Glucosamine and Chondroitin for Joint Pain?
One of the questions we often get asked in the Osteopathy Clinic is just how effective are chondroitin and glucosamine for the symptomatic relief of osteoarthritis? So, I think it’s timely that we have a quick look at some of the evidence to see what current opinion suggests.
After all, in 2014 the world bought over 29,000 tons of it. If you are already taking it as a supplement, and you feel it helps you, my advice is carry on and this short article is not aimed at persuading you otherwise.
Glucosamine For Joints
Glucosamine especially is a hot topic because of all the supplements on the shelves in health stores the most popular (by a long way!) are those which apparently help our joints.
This is even though sometimes their use is controversial and not even necessarily well supported by research.
What Does Glucosamine Do?
The first question is, what is the role in of glucosamine in the human body? It is well known that glucosamine in the human body is a fundamental building block for both cartilage and tendons.
Specifically, it is a natural constituent of some glycosaminoglycans (e.g. hyaluronic acid and keratin sulphate) found in articular cartilage, intervertebral discs and synovial fluid.
How is Glucosamine Made?
Glucosamine, as a supplement, is harvested from various sources. It also happens to be one of the building blocks of chitin – the material that makes up the shells of crustaceans and shellfish – they are therefore (unfortunately for them) a convenient source for industry. (vegetarian options come from mushrooms or processed grains).
It can also be made in the laboratory. However, in this case, it can come in several chemical forms, but the one most used in arthritis is glucosamine sulphate. So, what of the clinical evidence once manufactured?
The premise is of course that if you take it as a supplement it helps reconstruct target structures and I certainly feel that this simple fact alone obviously resonates with people. But is this what happens in reality?
Studies have shown that glucosamine is easily absorbed, but the current recommended treatment doses (e.g. 1,500 mg/day) barely reach the required therapeutic concentration in plasma and tissue. The symptomatic effect of glucosamine also appears to vary greatly depending on the formulation used and the quality of clinical trials.
The controversy is such that it is not recommended in the most recent National Institute for Health and Care Excellence (NICE) guidelines in 2014. NICE also suggest that much of the evidence surrounding glucosamine is industry sponsored. Commercially funded trials of products are a well-known issue in medicine, and in the case of glucosamine studies it seems that those that are commercially funded turn out to be more likely to show a positive result than those done independently.
Other independent evidence is certainly at best very mixed. Successive studies year on year appear to contradict each other with most authors now agreeing that the case for its efficacy is unproven.

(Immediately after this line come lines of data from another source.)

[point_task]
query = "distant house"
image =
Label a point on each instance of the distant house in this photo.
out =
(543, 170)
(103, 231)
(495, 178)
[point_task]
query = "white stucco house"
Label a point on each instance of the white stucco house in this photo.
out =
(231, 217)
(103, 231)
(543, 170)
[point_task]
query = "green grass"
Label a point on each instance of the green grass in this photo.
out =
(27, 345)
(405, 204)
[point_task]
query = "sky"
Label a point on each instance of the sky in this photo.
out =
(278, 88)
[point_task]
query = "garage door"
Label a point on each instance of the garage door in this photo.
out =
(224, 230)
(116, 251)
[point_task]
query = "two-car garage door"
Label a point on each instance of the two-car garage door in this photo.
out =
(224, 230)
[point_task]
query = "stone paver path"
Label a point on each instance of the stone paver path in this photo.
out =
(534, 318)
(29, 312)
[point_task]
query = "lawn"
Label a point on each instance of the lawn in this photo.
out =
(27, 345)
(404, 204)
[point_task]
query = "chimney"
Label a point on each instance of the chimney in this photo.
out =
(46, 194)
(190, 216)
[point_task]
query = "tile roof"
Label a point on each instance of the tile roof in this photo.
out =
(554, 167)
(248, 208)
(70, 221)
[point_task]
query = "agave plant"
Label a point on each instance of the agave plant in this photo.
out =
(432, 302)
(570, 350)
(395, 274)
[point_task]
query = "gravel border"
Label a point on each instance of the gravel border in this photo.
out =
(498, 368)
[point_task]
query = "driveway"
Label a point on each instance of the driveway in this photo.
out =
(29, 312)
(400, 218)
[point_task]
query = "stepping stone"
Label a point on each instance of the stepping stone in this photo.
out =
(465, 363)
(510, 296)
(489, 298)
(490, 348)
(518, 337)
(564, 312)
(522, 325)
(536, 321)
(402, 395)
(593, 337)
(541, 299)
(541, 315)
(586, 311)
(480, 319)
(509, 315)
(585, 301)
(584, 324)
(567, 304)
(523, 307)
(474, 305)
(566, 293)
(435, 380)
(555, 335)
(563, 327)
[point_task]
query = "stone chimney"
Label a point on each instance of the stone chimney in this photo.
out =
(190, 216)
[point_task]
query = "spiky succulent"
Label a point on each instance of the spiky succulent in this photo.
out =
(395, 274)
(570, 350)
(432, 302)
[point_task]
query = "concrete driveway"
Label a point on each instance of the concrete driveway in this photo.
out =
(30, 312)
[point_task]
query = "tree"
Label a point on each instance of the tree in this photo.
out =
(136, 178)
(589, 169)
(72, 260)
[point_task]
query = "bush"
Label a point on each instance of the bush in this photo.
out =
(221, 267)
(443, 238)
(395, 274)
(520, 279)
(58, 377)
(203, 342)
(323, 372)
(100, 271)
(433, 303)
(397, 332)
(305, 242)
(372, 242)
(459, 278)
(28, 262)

One of the gold standard reviews is a Cochrane review. Cochrane is a global independent network of researchers, professionals, patients, carers and people interested in health. A Cochrane review in 2005, updated in 2007, suggested that whilst glucosamine appeared superior to placebo for treatment of pain and functional impairment from symptomatic osteoarthritis in around 2,500 patients, the benefit at three months was less than that measured at six weeks.
A 2009 systematic review looked at five systematic reviews and one clinical guideline. It concluded that there was evidence for clinical impact but that more research was needed and that as none of the trial data came from the UK, caution should be exercised in applying it here.
A 2012 review concluded that evidence was at best mixed and that any symptomatic effect observed varied greatly with the preparation used and the quality of the trial.
A 2013 study used an Australian formulation of Chondroitin sulphate (800 mg) along with glucosamine (1,500 mg). The combination didn’t relieve pain better than placebo, but it reduced joint space narrowing.